# Token Efficiency in Claude Code

> Source: <https://dev.to/kavyarani7/token-efficiency-in-claude-code-2kpi>
> Published: 2026-06-16 04:31:45+00:00

**SectorFlow Engineering Series** · Part 1 of 3 · Parent article

*Notes on where our context budget was actually going, and what we did about it.*

June 2026 · SectorFlow Engineering

In this series[Part 2: The Skills File Pattern]— fixing CLAUDE.md bloat with imports.[Part 3: Picking Models and Tools]— the MCPs we tried, refused, and why.

Claude Code can do a lot. The catch is that all of it runs on context, and you don't get much of that.

When we started SectorFlow we did the obvious thing. Kept a `CLAUDE.md`

at the repo root, and every time something went wrong — wrong model string, a cache TTL that didn't match, a chart that came out looking off — we'd write a rule and stick it on the end. The file kept growing. We didn't really clock it as a problem until it was one.

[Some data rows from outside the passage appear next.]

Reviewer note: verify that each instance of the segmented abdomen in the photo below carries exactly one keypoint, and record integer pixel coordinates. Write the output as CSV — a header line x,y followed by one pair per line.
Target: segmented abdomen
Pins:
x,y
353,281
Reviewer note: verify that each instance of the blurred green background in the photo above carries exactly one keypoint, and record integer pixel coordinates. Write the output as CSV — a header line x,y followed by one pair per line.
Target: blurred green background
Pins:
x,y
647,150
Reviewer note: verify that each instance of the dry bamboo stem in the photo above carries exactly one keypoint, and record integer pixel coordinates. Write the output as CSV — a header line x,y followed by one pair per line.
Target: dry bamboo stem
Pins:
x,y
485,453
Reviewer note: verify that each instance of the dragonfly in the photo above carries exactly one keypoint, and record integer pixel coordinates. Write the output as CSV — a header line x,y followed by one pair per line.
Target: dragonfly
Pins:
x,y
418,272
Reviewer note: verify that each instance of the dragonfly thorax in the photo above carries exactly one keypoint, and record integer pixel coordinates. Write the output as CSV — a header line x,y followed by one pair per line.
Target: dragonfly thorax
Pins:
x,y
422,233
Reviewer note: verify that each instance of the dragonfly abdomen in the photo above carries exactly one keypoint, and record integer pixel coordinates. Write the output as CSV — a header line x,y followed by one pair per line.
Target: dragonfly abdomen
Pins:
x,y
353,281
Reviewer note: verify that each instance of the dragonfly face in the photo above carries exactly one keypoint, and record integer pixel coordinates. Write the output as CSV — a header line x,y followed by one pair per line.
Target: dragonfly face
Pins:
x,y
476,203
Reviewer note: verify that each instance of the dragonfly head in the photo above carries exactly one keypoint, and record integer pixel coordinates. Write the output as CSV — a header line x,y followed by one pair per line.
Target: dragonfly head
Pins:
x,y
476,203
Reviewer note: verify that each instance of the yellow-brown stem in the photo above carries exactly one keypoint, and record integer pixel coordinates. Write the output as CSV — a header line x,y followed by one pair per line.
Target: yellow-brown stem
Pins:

By about week six it was 400 lines. Every session loaded the whole thing. Frontend rules sitting next to deployment runbooks sitting next to database decisions, none of it sorted. And because we'd added the rules one at a time over weeks, some of them flatly disagreed with each other. Claude would follow the new one, or the old one, or try to split the difference. We got something wrong either way.

I want to be clear this isn't a Claude Code problem. It's on us, and it's fixable. But fixing it meant we had to stop treating `CLAUDE.md`

like a junk drawer.

The thing that actually hurts isn't the per-token price. It's that every token spent loading context is a token you don't get back for the work. Burn 30,000 on setup and you've got far less room to write code than if you'd burned 5,000. You hit the ceiling partway through a file and whatever you were in the middle of is just gone.

Here's the shift, and it's simple once you see it: anything Claude reads at the start of a session is something it can't use later for code. Most projects pile everything into `CLAUDE.md`

on the theory that the model might need it someday. We flipped the question. What does the model need for this task? Load that. Skip the rest.

Two rules came out of it:

Those turned into three actual practices, and each one gets its own article in this series. This one is just the overview — what we measured and why it matters.

Every session loads `CLAUDE.md`

plus whatever it imports. Before, that was the one 400-line file, every time, regardless of the task. After we split it into separate skill files, a UI task pulls in `core.md`

(the constraints) and `design.md`

(the visual stuff) and nothing else. An infra task gets `core.md`

and `infrastructure.md`

. Startup cost dropped about 60%.

We had the Linear MCP hooked up so Claude could read tickets itself. Nice in theory. But one `list_issues`

call runs about 3,500 tokens, and the whole read-it / mark-done / comment loop is around 9,000. So now the engineer just pastes the acceptance criteria. That's maybe 400 tokens. The 8,600 difference doesn't sound like much until you multiply it across 60-plus tickets — that's something like 7 or 8 full context windows handed back to the actual work.

Left alone, Claude reads files to get its bearings, sometimes three or four of them before it writes a line. So we made a rule: only read files the task names. Need to find a function? `grep`

for it, then view just those lines. Don't open a file to soak up "context." If something's actually missing, ask. Saves 2,000–4,000 tokens on a complex task.

Verifying a change by eye means starting the server, waiting, navigating, screenshotting, evaluating — a whole chain of calls. For anything you can't see in a browser, like server logic or data contracts or route handlers, that chain tells you nothing. So we only do the visual check when the change is something a person could actually see in a browser. For syntax we run `node --check`

. One Bash call.

| Source of overhead | Before | After | Saving |
|---|---|---|---|
| Session context load | ~400 lines, every session | 60–120 lines, task-specific | ~60% |
| Ticket ingestion (per ticket) | ~9,000 tokens via MCP | ~400 tokens via paste | ~8,600 tokens |
| File reads per task | 3–5 files speculatively | Named files only | 2,000–4,000 tokens |
| Verification overhead | Dev server + screenshot |
`node --check` only |
4–6 tool calls |

Each of these on its own is fine, nothing dramatic. Put together they change what fits in a session. Stuff that used to take two or three sessions now usually fits in one. That's the whole point.

The other two articles each take one piece of this:

Read this one first for the why. Then either of the others for the how.

Claude Code does its best work when the context is small, accurate, and honest about what's actually known versus what you're hoping for. Vague in, vague out. And a context file that tries to cover everything ends up covering nothing properly.